И какъ не отмѣтить, въ заключеніе, бросающагося въ глаза паралелизма между событіями 1730 года и нашими днями. Какъ и тогда, такъ и теперь вѣковѣчная русская Революція, будучи по существу силою анархической и глубоко ретроградной, склонна была принимать видъ чего-то стремящегося къ идеальнымъ и прогрессивнымъ цѣлямъ (тогда: власть — «общенародію»; теперь: вся эемля — всему народу и т. п.). Какъ и тогда, такъ и теперь эта, отмѣченная самыми типическими этническими, подлинно русскими чертами, Революція принимала фальшивый тонъ европеизма и охотно рядилась въ западныя формы («Женевская конституція» въ 1730 году и «отвѣтственное министерство» въ 1916-мъ).
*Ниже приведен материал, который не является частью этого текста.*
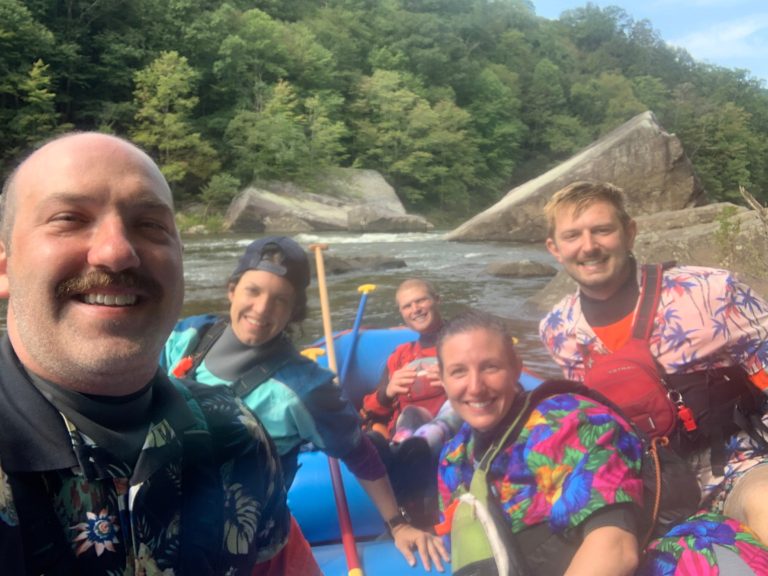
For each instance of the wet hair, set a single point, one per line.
(475, 320)
(583, 194)
(418, 283)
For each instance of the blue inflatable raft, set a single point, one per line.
(311, 497)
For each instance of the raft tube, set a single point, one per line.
(311, 496)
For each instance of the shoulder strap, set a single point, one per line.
(197, 350)
(532, 399)
(650, 294)
(263, 371)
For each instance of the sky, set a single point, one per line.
(729, 33)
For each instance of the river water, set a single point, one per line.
(456, 268)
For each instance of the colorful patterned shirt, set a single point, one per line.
(705, 319)
(204, 497)
(572, 458)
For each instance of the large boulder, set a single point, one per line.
(717, 235)
(271, 207)
(639, 156)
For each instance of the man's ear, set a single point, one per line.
(4, 290)
(552, 247)
(631, 234)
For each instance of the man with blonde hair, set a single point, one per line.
(698, 330)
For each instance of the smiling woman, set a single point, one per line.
(547, 478)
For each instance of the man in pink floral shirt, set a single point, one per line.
(706, 321)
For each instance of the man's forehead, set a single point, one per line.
(64, 168)
(574, 210)
(411, 293)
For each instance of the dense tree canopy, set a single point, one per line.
(454, 101)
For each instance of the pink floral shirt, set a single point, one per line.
(705, 319)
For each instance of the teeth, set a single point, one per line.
(110, 299)
(479, 404)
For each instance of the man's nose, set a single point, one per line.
(111, 246)
(588, 242)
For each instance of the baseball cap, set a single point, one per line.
(277, 254)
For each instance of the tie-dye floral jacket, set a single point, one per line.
(204, 498)
(572, 458)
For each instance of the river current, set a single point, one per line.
(456, 268)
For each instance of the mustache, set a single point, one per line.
(104, 279)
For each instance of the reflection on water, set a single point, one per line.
(456, 268)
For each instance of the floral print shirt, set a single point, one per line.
(573, 457)
(705, 319)
(204, 497)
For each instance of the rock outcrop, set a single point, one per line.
(341, 198)
(717, 235)
(374, 218)
(520, 269)
(639, 156)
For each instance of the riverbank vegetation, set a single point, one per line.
(453, 101)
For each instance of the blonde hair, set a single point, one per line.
(583, 194)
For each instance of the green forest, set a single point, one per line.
(453, 101)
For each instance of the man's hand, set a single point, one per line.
(400, 382)
(433, 374)
(430, 547)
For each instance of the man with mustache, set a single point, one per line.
(106, 465)
(705, 344)
(250, 351)
(410, 392)
(404, 406)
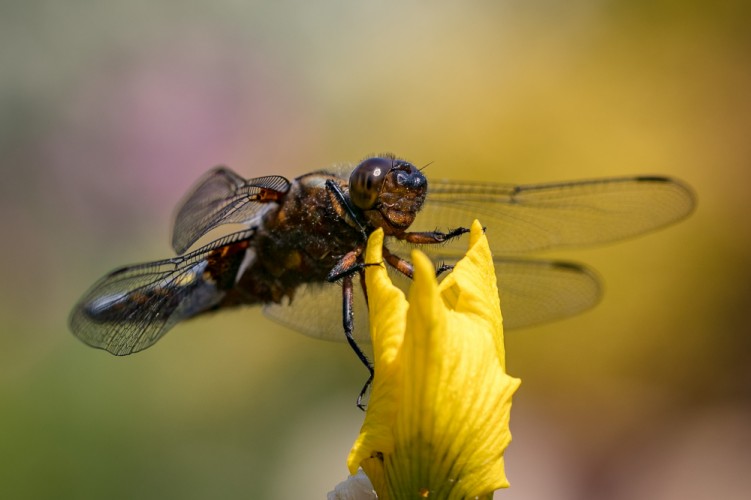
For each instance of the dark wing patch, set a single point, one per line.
(223, 197)
(134, 306)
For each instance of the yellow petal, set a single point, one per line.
(439, 411)
(388, 317)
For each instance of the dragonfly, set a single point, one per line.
(298, 250)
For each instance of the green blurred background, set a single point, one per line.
(111, 110)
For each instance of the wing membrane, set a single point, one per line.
(529, 218)
(532, 292)
(223, 197)
(134, 306)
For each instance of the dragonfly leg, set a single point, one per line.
(432, 237)
(348, 322)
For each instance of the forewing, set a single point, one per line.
(532, 292)
(134, 306)
(224, 197)
(528, 218)
(316, 310)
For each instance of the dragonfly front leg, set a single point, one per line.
(348, 322)
(432, 237)
(405, 267)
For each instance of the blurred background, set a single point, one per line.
(110, 110)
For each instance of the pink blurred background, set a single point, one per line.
(111, 110)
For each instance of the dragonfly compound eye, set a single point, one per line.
(366, 181)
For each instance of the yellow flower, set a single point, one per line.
(437, 420)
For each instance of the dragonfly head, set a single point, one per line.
(389, 191)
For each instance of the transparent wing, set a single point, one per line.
(523, 219)
(134, 306)
(223, 197)
(532, 292)
(317, 311)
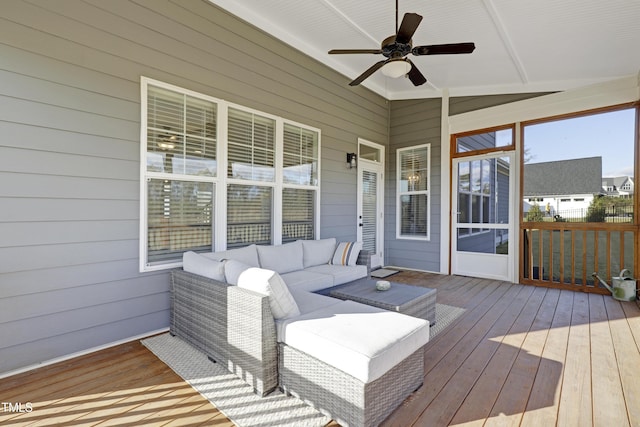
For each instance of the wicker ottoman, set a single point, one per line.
(356, 363)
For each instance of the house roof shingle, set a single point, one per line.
(563, 177)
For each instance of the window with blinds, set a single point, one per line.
(249, 213)
(298, 214)
(413, 216)
(179, 218)
(181, 134)
(251, 146)
(183, 189)
(180, 171)
(369, 211)
(300, 155)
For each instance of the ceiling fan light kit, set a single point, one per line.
(396, 68)
(396, 47)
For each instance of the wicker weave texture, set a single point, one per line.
(344, 398)
(233, 326)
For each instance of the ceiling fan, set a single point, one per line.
(396, 47)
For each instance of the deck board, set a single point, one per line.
(519, 355)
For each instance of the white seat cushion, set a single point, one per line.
(307, 280)
(269, 282)
(246, 254)
(340, 273)
(360, 340)
(233, 269)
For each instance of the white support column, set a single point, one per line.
(445, 184)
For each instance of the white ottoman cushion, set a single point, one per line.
(362, 341)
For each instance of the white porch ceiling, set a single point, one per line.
(521, 45)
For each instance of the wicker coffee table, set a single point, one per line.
(406, 299)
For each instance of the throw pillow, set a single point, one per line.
(346, 253)
(233, 269)
(281, 258)
(203, 266)
(268, 282)
(318, 252)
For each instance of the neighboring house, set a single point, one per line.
(563, 187)
(618, 186)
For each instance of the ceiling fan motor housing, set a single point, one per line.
(393, 49)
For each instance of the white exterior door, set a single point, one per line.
(483, 216)
(370, 218)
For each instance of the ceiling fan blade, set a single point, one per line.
(409, 25)
(375, 67)
(348, 51)
(444, 49)
(415, 75)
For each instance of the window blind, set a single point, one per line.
(181, 134)
(251, 146)
(249, 215)
(179, 218)
(413, 192)
(298, 214)
(300, 155)
(369, 211)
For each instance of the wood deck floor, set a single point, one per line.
(519, 355)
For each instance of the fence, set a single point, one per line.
(565, 254)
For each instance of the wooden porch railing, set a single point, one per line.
(565, 255)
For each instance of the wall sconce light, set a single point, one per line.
(351, 160)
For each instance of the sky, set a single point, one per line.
(610, 135)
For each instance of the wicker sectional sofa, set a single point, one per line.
(355, 363)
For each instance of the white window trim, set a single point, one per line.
(220, 181)
(399, 194)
Даже болѣе того: оба революціонныя движенія коренились, въ сущности и въ конечномъ итогѣ, на одной и той-же узко-націоналистической основѣ (старо-московская реакція эпохи Петра II, а съ другой стороны: развѣ мало націонализма, даже квасного патріотизма и милитаристическаго шовинизма въ пресловутомъ «интернаціонализмѣ» большевиковъ?). А немного ранѣе: глубоко ретроградная, приведшая къ революціи и большевизму, т. е. къ первобытному варварству — безъисходно-сѣрая и безнадежно-провинціальная Государственная Дума! А между тѣмъ близорукому глазу долгое время могло казаться, что ея дѣятельность была направлена на весьма прогрессивныя цѣли. И не прикрывалась-ли, какъ и въ 1730 году, эта разрушительная дѣятельность, запечатлѣнная всѣми типическими недостатками именно русской общественности, именно нашей этнической стихіи, такая «русская» душою, — что ни на есть, каэалось-бы, самыми европейскими формами «партій», «запросовъ», «бюджетныхъ преній», «большихъ дней», включительно до спеціально-думскаго жаргона всякихъ «кулуаровъ», «сеньоренъ-конвентовъ» и т. д.? Но всѣ эти и имъ подобныя аналогіи между событіями воцаренія имп. Анны Ивановны и дѣйствительностью нашего недавняго прошлаго можно продолжить и мыслить ихъ и въ нѣсколько иной плоскости. Въ самомъ дѣлѣ : подобно тому какъ націоналистическая реакція кратковременнаго царствованія имп. Петра II привела къ «кондиціямъ» и конституціоннымъ проэктамъ 1730 года, такъ и впослѣдствіи, на нашихъ уже глазахъ, подобная-же націоналистическая (славянофильская) реакція послѣднихъ «сумеречныхъ» десятилѣтій привела насъ сначала къ 17 октября 1905 года, а потомъ и къ нынѣшней революціи.
И въ конечномъ итогѣ:
Съ какой стороны ни взять, наша «общественность» — какъ западническая, такъ и славянофильская, какъ революціонно-космополитическая, такъ и реакціонно-націоналистическая — всегда была стихіей анархической и глубоко антигосударственной. Таковою она была на зарѣ нашей исторіи (что можетъ быть въ этомъ отношеніи показательнѣе эпизода «призванія Варяговъ»?) и таковою-же она осталась до нашихъ дней. Но отсюда неизбѣженъ одинъ выводъ, который еще не сдѣланъ, вѣрнѣе, еще не сознанъ вполнѣ отчетливо именно тѣми, которымъ слѣдовало-бы раньше всѣхъ его сознать, а именно людьми порядка, партіями государственности. Вся наша исторія была сплошнымъ «призваніемъ Варяговъ», и въ настоящее время, когда въ корнѣ разрушена наша государственность, тѣмъ страннѣе ожидать, чтобы мы могли создать что-либо творческое и положительное изъ самихъ себя, т. е. изъ той-же «общественности», которая всегда только умѣла разрушать. Русская государственность была борьбою противъ этой общественности не случайно. Въ этой борьбѣ заключался ея главнѣйшій смыслъ. По самому существу этихъ во всемъ противоположныхъ другъ другу стихій — онѣ должны были быть и дѣйствительно всегда были кровными врагами.
1921.
А. Салтыковъ.
[1] Основная метафизика этого историческаго явленія уже была нами раскрыта въ очеркѣ Двѣ Россіи.